There are several approaches to reach decisions under uncertainty under the assumption of reliable, fixed data. The degree of complexity and scope among the approaches differs considerably, which is why they should be selected according to the use case.

Starting with the simple approaches the Minimax and Maximax criterion consider the worst or best possible outcome of decision alternatives. The Hurwicz Criterion offers a mix between these two approaches depending on the predefined Optimism Parameter. The Minimax Regret Criterion considers the opportunity costs caused by choosing an alternative to reach a decision and the Laplace Criterion compares the expected values of the alternatives. However, due to simplifications and assumptions these methods are limited to rather simple problems with low complexity. This is because they lack the possiblity to assess risk, qualitative inputs and heterogenous probabilities for different outcomes.

For more complex problems, approaches like the Monte Carlo Simulation and Sensitivity Analysis can be used, while also requiring more effort to be conducted.
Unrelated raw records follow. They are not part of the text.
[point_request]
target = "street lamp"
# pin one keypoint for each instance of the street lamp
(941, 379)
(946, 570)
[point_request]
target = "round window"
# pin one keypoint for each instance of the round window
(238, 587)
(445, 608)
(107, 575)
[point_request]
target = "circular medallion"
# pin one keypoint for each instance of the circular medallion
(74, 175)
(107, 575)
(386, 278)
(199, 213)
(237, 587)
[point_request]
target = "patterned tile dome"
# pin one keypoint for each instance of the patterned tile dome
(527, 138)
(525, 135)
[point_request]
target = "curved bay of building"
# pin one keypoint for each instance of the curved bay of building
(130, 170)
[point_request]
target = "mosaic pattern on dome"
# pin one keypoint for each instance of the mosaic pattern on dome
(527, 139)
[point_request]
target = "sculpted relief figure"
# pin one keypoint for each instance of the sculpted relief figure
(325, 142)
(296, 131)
However, they can also be used to support and analyze the classical approaches. In this article, the Laplace Criterion will be examined using a Monte Carlo Simulation and the critical Optimism Parameter of the Hurwicz Criterion is determined using a Sensitivity Analysis. There is also the concept of Robust Decision Making, which combines different tools to help to make better and more profound decisions.

All these approaches can be used within Project, Program and Portfolio Management, for example to compare two offers for Outsourcing Contracts within Project Management, which is illustrated later in this article. Depending on the decision-making approach different results will be yielded, which clarifies their respective focus and susceptibility to outliers.

Contents

The Decision-Making Process

Figure 1: Overview of the Decision-Making Process (based on Shaltry 2009[1])
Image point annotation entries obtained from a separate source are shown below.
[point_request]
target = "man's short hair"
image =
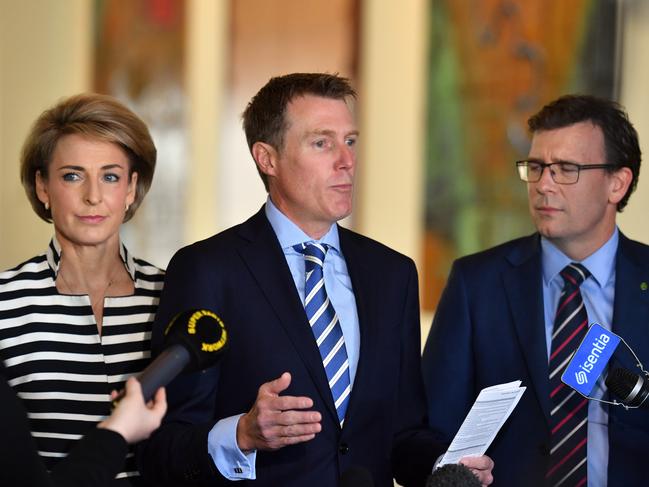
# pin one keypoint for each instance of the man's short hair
(621, 145)
(264, 119)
In order to reach a sensible decision for a specific problem, certain steps have to be followed:

  • Step 1: Define the problem: Specify the problem framework with the respective requirements regarding costs, time horizon, etc. It is important to reflect, which criterion should exactly be examined. This could be the for example the cost, profit, payback or Return on Investment. If non-economic issues should be compared, methods to quantify those apects have to be used. [2](p.116-117)
  • Step 2: Establish the objectives: Describe the objectives for the given problem to create a foundation to compare later alternatives on depending on their degree of fulfillment and performance.
  • Step 3: Identify alternatives: Work out possible alternatives that can satisfy the objectives and narrow them down to a shortlist that can be examined under reasonable effort later.
  • Step 4: Identify uncertainties: Elaborate possible scenarios that can inlfuence the utility or cost of alternatives and connect them to the alternatives with their respective values.
  • Step 5: Assess alternatives: Conduct research or apply decision-making tools to find out, which alternative satisfies the given objectives best.
  • Step 6: Gather information and update the assessment: Gather data to verify if the preferred alternative from step 5 is really the best alternative of all the available ones. In case crucial data was overlooked, repeat step 5.
  • Step 7: Decide and implement: Make a final decision regarding which alternative to choose and assign tasks and responsibilities to it
  • Step 8: Monitor: Continously track the progress of the implementation to be able to plan adjustments if necessary [1] (Good Decision-Making: The Key to Project Success, p.14-16)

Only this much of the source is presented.